I must say that my email exchanges during the past ten weeks (post-election) with peers in five continents have ascribed to an anxiety and tone never experienced before. What had been a political curiosity less than two years ago evolved to a slight concern upon Trump’s winning the GOP nomination, turning in the past two weeks into a series of emails with an incubus imprint that can only exist during a night of terror.

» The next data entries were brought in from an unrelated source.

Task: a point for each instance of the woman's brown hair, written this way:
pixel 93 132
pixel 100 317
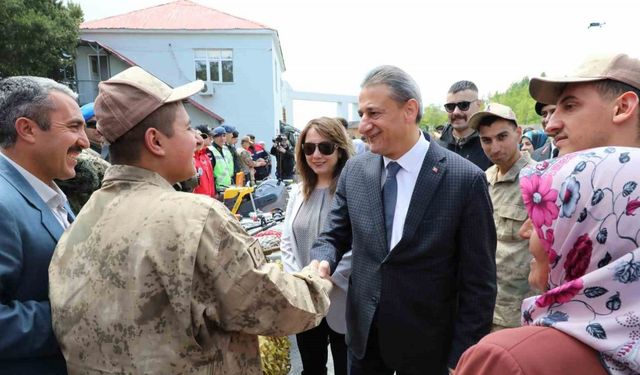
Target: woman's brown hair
pixel 334 132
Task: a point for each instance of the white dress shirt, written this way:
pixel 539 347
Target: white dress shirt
pixel 411 163
pixel 51 195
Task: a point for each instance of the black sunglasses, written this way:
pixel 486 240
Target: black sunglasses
pixel 463 105
pixel 325 148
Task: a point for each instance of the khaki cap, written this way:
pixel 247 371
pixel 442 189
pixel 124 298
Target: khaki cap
pixel 130 96
pixel 493 109
pixel 618 67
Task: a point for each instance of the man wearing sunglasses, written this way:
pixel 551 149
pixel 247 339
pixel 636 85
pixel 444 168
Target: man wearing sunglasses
pixel 418 220
pixel 457 136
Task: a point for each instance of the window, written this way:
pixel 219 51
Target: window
pixel 99 67
pixel 214 65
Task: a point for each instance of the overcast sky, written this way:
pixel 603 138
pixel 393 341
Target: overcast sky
pixel 329 45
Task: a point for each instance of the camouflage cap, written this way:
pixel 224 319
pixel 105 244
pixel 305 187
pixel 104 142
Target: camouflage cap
pixel 130 96
pixel 493 109
pixel 618 67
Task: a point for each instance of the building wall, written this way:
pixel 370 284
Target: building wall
pixel 251 103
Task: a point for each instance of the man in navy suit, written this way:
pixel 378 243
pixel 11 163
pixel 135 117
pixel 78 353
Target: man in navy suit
pixel 419 221
pixel 41 135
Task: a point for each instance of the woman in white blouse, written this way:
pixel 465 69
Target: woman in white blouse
pixel 321 152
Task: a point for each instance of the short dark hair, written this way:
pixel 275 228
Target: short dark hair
pixel 489 120
pixel 462 86
pixel 26 97
pixel 610 89
pixel 127 148
pixel 332 130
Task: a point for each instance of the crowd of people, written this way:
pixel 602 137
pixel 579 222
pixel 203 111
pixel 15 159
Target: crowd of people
pixel 414 257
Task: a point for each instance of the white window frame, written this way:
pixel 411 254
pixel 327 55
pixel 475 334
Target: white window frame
pixel 210 55
pixel 98 56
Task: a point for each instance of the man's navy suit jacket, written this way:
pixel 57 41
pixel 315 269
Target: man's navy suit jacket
pixel 433 295
pixel 28 235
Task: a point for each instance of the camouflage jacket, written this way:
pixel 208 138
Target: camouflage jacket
pixel 512 252
pixel 148 280
pixel 90 170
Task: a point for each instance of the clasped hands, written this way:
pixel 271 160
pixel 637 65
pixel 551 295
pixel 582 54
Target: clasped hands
pixel 322 267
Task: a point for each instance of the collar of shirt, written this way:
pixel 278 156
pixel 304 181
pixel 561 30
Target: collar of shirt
pixel 412 160
pixel 51 195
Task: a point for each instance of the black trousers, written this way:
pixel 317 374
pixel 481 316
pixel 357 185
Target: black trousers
pixel 312 345
pixel 372 362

In truth, many of us in the United States expected these pavor nocturnus as a serious epidemic ailing the undocumented population after the election. All of a sudden, the empty bipartisan rhetoric of the past regarding the enforcement of immigration laws had taken a new turn with a president intent in tackling the immigration issue with a cocked double-barreled shotgun of a border wall with Mexico and deportation. Little wonder that not just DREAMers [about 1.8 million children, mostly Mexican, illegally brought into the country and eligible for the Obama Administration’s “deferred action” initiative] but 10–15 million other undocumented immigrants living in the US would be susceptible to these nights of terror. It is understandable!

But people in other lands . . . whether in Argentina, Australia, Azerbaijan, Egypt, France, Germany, India, Indonesia, Spain, or Venezuela, why should they care to the point of also suffering these nights of terror?

We are just a pavor nocturnus away from Trump’s inauguration. For some of us, the incubus attacks on these nights of terror preceding Trump’s assumption of power will soon become trump-reality—day and night. So we’ll wait for the aftermath of an unreal 2016 presidential election for either the certification of our fears or, if lucky, their total rebukes.

Whatever awaits America, and the world, with the advent of Twitter-irrepressible Trump, I am hoping that an email I received from a peer on November 9, last year, was neither congratulatory nor ill-wished as it read, “Americans finally received their just deserts in their election of Donald Trump.” We’ll soon see what our just deserts are.